We, therefore, need to differentiate between mobility and internationalization. First and foremost, we have to articulate which foreign standards we want to introduce into the Czech environment. Mobility can potentially serve as a means of doing so; it is not a quality per se. Take, for example, the following model scenario. A doctoral supervisor X arranges for their student Y to do an internship under their close foreign collaborator Z. After a year or two, Y returns to their “home” department. Y has not learned much new because they continued working on their projects with X and Z. And for the few new things Y has learned, there is no demand. For decades, X, the head of the department, and many of their former students now employed at the department have had a clear idea of how the department should be run and refuse to make any changes. Y can now tick the mobility box in their CV although the actual academic benefits they have drawn from it are almost nil. (On the other hand, there are undoubtedly scenarios, in which doing an internship abroad does improve one's academic skills.)

It is perhaps even more regrettable when good ideas brought back from internships abroad and even simple common sense run into rigidity in matters outside the scope of research and teaching, i.e., in the management of academic institutions.
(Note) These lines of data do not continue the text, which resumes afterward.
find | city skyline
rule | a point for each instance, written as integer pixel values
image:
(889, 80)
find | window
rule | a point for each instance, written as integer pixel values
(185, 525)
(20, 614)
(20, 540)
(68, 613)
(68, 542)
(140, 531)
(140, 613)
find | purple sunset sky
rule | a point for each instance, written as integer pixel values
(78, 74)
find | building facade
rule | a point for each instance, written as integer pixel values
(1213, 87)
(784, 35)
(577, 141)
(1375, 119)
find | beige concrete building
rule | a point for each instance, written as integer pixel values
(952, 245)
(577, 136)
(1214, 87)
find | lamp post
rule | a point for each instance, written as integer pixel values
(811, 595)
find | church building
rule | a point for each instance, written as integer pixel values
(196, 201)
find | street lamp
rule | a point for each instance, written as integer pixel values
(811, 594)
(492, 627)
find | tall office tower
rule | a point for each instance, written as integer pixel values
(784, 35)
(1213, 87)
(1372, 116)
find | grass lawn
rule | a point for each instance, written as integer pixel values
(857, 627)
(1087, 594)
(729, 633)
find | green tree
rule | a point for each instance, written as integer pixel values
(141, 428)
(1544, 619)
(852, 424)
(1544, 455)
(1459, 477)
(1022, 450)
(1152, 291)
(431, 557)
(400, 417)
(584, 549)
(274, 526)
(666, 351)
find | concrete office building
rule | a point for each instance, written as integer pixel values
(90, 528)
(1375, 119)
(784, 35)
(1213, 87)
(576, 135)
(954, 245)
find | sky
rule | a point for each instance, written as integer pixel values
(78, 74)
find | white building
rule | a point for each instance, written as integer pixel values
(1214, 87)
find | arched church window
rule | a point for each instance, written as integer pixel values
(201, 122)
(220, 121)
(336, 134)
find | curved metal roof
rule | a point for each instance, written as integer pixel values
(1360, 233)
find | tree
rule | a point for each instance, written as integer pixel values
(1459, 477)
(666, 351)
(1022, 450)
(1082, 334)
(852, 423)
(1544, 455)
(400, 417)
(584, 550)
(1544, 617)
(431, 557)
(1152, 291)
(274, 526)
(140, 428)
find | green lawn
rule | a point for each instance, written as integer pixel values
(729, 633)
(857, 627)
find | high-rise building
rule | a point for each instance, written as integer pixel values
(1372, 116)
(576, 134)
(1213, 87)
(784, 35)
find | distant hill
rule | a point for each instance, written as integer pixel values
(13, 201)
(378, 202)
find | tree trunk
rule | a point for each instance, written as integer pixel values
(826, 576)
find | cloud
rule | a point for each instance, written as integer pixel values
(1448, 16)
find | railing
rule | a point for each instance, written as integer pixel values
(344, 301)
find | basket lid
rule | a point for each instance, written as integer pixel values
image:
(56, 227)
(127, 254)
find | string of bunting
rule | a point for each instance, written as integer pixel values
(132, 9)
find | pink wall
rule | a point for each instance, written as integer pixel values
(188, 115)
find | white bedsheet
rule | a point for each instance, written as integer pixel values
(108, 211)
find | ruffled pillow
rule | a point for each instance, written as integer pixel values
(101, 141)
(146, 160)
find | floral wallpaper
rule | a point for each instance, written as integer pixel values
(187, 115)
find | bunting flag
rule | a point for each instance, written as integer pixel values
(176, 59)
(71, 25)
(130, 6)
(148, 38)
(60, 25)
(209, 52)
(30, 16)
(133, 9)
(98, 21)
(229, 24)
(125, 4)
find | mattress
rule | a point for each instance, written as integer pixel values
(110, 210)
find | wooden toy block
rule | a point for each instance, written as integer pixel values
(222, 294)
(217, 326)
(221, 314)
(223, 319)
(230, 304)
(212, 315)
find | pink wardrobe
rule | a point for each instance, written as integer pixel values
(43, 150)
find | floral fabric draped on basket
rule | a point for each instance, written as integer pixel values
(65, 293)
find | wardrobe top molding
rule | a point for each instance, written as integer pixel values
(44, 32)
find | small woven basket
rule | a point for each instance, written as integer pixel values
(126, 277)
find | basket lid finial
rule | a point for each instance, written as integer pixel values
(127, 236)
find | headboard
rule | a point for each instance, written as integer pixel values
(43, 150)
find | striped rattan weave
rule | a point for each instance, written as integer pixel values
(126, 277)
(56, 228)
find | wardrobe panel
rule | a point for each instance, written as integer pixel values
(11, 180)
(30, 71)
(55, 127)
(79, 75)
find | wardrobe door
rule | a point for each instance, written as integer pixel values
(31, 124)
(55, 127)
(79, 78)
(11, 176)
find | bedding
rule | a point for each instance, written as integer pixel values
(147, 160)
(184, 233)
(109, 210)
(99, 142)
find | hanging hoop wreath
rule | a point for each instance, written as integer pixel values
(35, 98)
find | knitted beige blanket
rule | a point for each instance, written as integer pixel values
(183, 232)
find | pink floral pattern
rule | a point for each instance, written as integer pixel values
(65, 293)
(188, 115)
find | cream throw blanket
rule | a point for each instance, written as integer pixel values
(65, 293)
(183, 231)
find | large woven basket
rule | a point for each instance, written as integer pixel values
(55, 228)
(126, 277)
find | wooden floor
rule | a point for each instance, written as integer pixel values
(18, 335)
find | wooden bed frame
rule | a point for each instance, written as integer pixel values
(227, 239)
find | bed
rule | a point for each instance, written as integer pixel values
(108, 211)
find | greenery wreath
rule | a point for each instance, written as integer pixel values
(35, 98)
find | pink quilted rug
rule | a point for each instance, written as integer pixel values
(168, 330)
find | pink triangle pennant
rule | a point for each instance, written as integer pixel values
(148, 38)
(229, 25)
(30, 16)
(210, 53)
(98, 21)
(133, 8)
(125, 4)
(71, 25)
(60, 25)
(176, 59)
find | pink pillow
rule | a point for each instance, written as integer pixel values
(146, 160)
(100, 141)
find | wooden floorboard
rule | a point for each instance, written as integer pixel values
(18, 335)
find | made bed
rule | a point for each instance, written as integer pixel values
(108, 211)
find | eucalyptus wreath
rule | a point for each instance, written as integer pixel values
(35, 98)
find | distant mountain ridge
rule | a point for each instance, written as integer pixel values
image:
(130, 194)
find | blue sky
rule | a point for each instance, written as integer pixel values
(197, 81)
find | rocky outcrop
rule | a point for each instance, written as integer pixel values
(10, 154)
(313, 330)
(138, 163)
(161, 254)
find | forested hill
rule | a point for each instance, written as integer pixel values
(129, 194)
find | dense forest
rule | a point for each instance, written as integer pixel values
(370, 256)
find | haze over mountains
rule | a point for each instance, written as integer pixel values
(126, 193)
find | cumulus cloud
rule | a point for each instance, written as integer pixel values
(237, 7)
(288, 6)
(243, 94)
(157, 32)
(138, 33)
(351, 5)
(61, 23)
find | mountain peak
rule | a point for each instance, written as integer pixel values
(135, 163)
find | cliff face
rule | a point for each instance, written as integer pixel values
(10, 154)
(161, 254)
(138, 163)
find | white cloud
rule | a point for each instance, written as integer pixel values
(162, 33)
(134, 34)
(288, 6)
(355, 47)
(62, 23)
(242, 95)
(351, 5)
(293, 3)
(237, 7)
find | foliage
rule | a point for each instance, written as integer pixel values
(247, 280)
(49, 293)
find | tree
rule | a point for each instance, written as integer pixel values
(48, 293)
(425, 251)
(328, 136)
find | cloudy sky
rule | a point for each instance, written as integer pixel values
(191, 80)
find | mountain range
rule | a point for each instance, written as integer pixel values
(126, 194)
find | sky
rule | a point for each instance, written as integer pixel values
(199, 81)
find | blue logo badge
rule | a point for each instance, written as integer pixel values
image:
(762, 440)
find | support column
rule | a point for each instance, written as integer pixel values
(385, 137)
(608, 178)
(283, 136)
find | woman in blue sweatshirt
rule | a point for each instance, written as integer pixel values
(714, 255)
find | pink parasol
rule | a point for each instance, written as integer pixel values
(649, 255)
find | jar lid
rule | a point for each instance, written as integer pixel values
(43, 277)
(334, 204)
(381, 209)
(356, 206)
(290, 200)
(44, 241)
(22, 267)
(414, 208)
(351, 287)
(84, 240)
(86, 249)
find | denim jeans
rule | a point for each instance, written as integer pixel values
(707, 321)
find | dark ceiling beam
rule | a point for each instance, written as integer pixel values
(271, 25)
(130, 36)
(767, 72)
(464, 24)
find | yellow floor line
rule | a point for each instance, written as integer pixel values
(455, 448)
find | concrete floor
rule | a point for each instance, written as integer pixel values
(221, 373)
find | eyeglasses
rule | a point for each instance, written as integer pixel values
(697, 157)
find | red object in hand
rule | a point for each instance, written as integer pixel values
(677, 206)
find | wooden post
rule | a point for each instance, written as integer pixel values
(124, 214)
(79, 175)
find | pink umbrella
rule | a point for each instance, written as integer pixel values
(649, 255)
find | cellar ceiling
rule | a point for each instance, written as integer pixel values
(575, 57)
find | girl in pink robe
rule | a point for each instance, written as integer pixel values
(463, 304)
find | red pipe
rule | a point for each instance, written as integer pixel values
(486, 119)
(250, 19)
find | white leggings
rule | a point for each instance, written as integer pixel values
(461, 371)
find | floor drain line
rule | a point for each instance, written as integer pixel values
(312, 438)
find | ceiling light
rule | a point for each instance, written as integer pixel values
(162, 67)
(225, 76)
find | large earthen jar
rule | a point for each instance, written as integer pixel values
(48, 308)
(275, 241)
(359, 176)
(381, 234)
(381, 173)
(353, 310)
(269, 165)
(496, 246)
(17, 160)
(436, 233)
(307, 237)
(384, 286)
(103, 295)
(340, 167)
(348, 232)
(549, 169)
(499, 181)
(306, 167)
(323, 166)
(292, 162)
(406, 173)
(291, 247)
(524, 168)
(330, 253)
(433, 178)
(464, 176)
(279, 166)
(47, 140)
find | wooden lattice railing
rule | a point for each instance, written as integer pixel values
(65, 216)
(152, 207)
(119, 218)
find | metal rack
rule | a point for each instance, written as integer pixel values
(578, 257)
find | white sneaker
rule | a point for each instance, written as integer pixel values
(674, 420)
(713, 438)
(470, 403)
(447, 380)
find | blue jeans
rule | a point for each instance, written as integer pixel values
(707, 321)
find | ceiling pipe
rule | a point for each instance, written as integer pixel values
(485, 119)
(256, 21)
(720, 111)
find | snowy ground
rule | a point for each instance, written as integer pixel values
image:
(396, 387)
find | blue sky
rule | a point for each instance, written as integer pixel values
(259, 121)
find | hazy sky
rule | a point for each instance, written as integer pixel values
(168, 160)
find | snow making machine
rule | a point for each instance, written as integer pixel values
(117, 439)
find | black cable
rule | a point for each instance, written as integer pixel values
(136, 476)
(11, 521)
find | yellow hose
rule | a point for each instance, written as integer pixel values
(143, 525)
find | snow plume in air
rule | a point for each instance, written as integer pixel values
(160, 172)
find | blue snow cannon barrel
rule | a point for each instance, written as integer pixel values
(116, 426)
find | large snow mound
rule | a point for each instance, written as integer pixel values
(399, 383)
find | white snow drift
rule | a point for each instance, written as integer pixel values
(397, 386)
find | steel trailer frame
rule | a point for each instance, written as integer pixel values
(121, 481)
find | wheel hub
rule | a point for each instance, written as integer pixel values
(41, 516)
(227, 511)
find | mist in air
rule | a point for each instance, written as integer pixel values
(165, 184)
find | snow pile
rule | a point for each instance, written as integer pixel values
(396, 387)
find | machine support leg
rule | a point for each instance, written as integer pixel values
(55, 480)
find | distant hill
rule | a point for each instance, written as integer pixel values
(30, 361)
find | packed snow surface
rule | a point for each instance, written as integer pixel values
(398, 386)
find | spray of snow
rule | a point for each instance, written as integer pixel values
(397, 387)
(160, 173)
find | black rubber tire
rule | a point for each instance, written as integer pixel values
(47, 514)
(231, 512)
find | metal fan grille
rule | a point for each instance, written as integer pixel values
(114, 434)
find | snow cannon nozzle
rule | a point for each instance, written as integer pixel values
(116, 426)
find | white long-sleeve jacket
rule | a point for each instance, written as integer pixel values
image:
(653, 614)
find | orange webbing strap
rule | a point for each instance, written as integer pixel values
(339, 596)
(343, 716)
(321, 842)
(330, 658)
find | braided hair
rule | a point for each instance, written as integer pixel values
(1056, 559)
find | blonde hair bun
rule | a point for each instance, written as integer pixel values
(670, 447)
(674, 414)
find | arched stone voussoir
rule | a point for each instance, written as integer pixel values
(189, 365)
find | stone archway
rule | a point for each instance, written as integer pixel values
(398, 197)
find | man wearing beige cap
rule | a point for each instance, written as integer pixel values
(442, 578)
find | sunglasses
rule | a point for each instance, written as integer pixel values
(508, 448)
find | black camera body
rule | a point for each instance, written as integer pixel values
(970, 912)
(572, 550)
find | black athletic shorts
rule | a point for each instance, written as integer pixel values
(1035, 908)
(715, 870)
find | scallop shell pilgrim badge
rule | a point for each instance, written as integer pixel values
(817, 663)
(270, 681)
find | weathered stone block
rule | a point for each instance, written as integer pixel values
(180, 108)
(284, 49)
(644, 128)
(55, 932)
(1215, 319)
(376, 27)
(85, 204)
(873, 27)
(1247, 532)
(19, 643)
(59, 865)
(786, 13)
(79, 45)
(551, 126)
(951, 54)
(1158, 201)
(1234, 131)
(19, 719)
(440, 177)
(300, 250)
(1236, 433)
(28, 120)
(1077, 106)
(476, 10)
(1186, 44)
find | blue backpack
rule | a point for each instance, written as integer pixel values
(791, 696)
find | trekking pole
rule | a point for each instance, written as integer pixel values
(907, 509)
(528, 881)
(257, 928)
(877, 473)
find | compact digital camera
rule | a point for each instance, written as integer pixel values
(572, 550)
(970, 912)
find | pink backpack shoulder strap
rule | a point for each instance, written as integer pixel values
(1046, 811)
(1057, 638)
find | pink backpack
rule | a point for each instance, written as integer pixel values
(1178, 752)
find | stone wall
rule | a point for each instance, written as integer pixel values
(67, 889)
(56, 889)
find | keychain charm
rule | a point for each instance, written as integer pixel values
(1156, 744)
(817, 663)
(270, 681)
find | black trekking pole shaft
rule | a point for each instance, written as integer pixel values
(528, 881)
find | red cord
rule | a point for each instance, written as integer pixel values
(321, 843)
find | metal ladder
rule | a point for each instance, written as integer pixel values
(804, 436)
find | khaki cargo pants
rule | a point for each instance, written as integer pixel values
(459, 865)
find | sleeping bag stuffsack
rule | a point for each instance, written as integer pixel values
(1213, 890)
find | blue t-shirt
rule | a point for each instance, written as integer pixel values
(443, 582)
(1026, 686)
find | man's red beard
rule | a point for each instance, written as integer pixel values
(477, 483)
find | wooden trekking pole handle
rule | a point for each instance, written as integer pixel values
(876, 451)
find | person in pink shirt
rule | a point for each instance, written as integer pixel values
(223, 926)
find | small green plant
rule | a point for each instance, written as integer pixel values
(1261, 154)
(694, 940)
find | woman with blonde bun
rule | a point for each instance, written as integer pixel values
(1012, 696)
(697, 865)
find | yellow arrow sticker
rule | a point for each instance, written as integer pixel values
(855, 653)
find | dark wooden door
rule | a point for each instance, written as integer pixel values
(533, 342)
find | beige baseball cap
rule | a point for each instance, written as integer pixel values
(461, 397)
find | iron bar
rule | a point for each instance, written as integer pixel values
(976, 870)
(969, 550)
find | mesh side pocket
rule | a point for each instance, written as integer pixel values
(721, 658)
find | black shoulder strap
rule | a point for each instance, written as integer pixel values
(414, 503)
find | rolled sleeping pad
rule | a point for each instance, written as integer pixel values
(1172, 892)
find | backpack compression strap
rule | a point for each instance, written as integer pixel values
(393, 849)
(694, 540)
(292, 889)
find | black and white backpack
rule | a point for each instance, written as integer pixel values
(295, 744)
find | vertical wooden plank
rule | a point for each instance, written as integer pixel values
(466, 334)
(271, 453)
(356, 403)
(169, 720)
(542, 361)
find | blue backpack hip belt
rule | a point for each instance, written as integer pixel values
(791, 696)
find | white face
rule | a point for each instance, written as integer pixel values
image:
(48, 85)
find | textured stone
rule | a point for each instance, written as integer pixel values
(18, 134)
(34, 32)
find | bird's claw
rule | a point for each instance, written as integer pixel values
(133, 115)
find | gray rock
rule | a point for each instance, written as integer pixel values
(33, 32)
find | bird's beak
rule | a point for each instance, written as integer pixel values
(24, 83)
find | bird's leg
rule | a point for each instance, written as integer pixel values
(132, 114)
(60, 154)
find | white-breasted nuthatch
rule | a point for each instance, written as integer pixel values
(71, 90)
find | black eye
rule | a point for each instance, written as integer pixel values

For obvious reasons, it is impossible to directly document just how large the number of issues that are being actively or passively covered up actually is; however, we can estimate how prevalent they are based on the proverbial tip of the iceberg, i.e., some of the astounding cases that have been exposed recently: [the plagiarism of former vice-rector Kovář], the manipulation of scientific data by the groups ran by [multi-director Zbořil] and [almost-rector Adam], or the extensive [tampering with selection procedures at the Faculty of Mathematics and Physics] of Charles University. Even though the responsibility for each of these issues lies with specific individuals or small groups, it was the permissive nature of the local academic ecosystem that provided the breeding ground for their proliferation. We should not need to do a postdoctoral internship at Princeton to be able to identify, name, and eliminate such basic flaws in the way our academic institutions operate.

If an academic environment is to become truly enriched, high demands have to be placed on the qualities of hired academics, and at the same time, institutions need to be willing to make use of these qualities - including those acquired during internships abroad - and apply them in their operation. Furthermore, to actually implement international standards, the Czech academic environment needs to engage in an open critical discussion and listen to opinions from abroad. In recent years, we have been making progress in these respects, but we still have a long way to go. One specific major improvement would be to increase the number of international members in advisory and executive bodies operating at academic institutions of all levels, especially wherever there is a risk of tribalism and rigid resistance to change. To give a top-level example, in this case from my home institution, the Czech Academy of Sciences, such bodies would be, for example, the [Science Council] or the [Commission for the Scientific Integrity]. And it is just as important to implement strict external oversight for competitive hiring at departments with a high degree of inbreeding, sometimes euphemised as “tradition” or “specific Czech conditions” (based on which in some other situations perfectly legitimate arguments can be made). The coronavirus pandemic taught us that international committees can often meet virtually (to the benefit of its members, the taxpayers' wallets, and the planet). The reluctance to open up and internationalise committees is the result of simple math - more influence for foreign members means less influence for the local old guard. In the case of some key decision-making processes, such as dean or rector elections, external elements are precluded from participating in the decision-making process by law. However, requiring young academics to meet artificial criteria of international mobility is not an adequate substitute.

I would like to thank Tereza Stöckelová and Kamil Vlček for their comments.